Saad Hanna Sirop (born 6 September 1972) is an Iraqi hierarch of the Chaldean Catholic Church who has served as titular bishop of Hirta and auxiliary bishop of the Patriarchate of Babylon of the Chaldeans. He was appointed apostolic visitor for Chaldean faithful residing in Europe in 2016 and later served as apostolic administrator of the Chaldean Catholic Eparchy of Saint Peter the Apostle of San Diego since 2026.

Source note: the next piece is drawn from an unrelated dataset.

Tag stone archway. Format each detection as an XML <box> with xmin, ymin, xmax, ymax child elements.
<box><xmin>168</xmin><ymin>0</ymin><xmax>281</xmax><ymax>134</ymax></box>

==Early life and education==
Sirop was born in Baghdad, Iraq, on 6 September 1972. He first studied aeronautical engineering before entering the Chaldean seminary in Baghdad. He later pursued studies in theology and philosophy at the Pontifical Urban University in Rome, and later obtaining a doctorate in philosophy from the Pontifical Gregorian University.

==Priesthood==
Sirop was ordained a priest on 13 October 2001. During his priestly ministry he served in pastoral and academic roles, including work at the Babel College for Philosophy and Theology in Baghdad.

In 2006 he was kidnapped during a Mass by militants associated with Al-Qaeda. He was held for 28 days and reportedly tortured before being released.

==Episcopacy==
On 11 January 2014 the Synod of Bishops of the Chaldean Catholic Church elected Sirop as auxiliary bishop of the Patriarchate of Babylon of the Chaldeans. Pope Francis granted his assent to the election and appointed him titular bishop of Hirta. He was consecrated bishop on 24 January 2014 by Louis Raphaël I Sako, the Chaldean Patriarch of Babylon.

On 19 November 2016 he was appointed apostolic visitor for Chaldean faithful residing in Europe. His resignation from this office was accepted on 1 July 2025.

On 10 March 2026 he was appointed apostolic administrator of the Chaldean Catholic Eparchy of Saint Peter the Apostle of San Diego.

==Public statements==
Sirop has publicly spoken about the political and social difficulties faced by Christians in Iraq, including corruption and instability affecting the country and its Christian communities.